Ancak hayat devam ediyor. Hem de nerede bırakmışsanız, tam oradan... Acıların kolay kolay dinmeyeceği gerçek, ama hayatımızın bir bölümünde de olsa ‘iyiler’den konuşmaya başlamamız da şart.
İşte bu duygular içinde bugün bu satırları Süper Lig’in 5. haftasındaki ‘iyilere’ ayırıyoruz.
***
Öncelikle derbideyiz. 90 dakika içinde neler yaşandığını hepiniz biliyorsunuz; Galatasaray, Beşiktaş’ı 3-0’la geçti, yarıştaki fark henüz 5. haftada 9 puana yükseldi. Ancak bizim değineceğimiz, bu mücadelenin finali... Hakem son düdüğü çaldı ve birkaç dakika önce birbirleriyle korakor mücadele veren iki takım futbolcuları yanyana geldi. Serdar Özkan ile Caner forma değişti; Mehmet Topal, Serdar’dan telefonunu istedi; Nonda ile Ferrari bir İstanbul gecesinde buluşmak üzere sözleşti.
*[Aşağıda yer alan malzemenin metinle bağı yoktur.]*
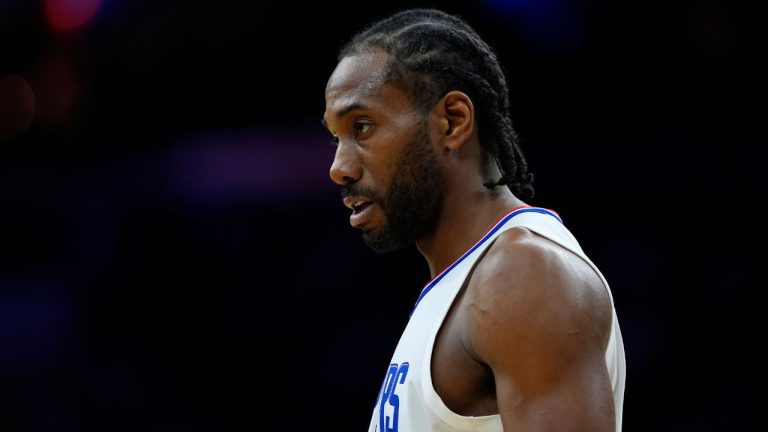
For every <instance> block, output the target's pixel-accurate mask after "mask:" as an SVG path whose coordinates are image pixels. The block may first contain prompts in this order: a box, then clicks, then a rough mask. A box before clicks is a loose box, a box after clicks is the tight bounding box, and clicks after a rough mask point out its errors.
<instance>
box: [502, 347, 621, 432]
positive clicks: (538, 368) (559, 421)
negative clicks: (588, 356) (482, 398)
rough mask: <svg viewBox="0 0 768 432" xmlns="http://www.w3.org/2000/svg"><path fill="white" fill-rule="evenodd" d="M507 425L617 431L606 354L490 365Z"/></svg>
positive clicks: (513, 425)
mask: <svg viewBox="0 0 768 432" xmlns="http://www.w3.org/2000/svg"><path fill="white" fill-rule="evenodd" d="M532 360H535V359H532ZM492 370H493V373H494V379H495V382H496V400H497V404H498V408H499V414H500V415H501V420H502V424H503V426H504V430H505V431H526V432H537V431H590V432H599V431H613V430H614V428H615V413H614V406H613V398H612V396H611V395H612V391H611V385H610V379H609V377H608V373H607V370H606V368H605V361H604V360H603V359H602V358H593V359H589V358H585V359H581V360H580V361H578V362H574V363H571V364H566V363H565V362H558V361H555V362H552V361H546V360H544V361H542V364H541V365H539V366H538V367H531V366H529V367H524V368H510V367H508V366H506V365H497V366H495V367H492Z"/></svg>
Kimse bir futbol maçına ‘ölüm-kalım’ anlamı yüklemesin artık. Gördünüz işte; Altı üstü bir maçtı, oynandı ve bitti.
***
Onlar için yeni sezon hiç de iyi başlamamıştı. Olimpiyat Stadı’nda ters asılan pankartlar da, taraftarın takımına gönderdiği ‘ince ve düzeyli’ bir protestoydu. Ancak müthiş oynadılar, bu 90 dakikaya bir futbol maçından daha çok ‘bir kimlik savaşı’ olarak baktılar. Oynadıkları takımın büyüklüğü tartışılmaz, ancak kaybetseler ‘büyük takımın küçük futbolcuları’ ilan edileceklerdi. Belediye’ye 6 gol atarak ‘küçük’ olmadıklarını kanıtladılar. Onlar rahatladı, İstanbul devlerinin aklı karıştı! Egemen’e ayrı bir parantez açılmalı; küllerinden doğdu, bir kaptana yakışanı yaptı, yeniden varoldu.
***
Puan cetvelinde Galatasaray ile Fenerbahçe aldı başını gidiyor. Peşlerinde Eskişehir var, Manisa var, Diyarbakır var. Rıza Çalımbay, Mesut Bakkal ve Ziya Doğan’a önce tebrik, sonra alkışlar...
***
NOT: Mustafa Sarp da bu yazıdaki ‘iyiler’ arasında yer alacaktı. Ancak Orhan Yıldırım’ın köşesinde okuduklarımız nedeniyle maalesef auta çıktı.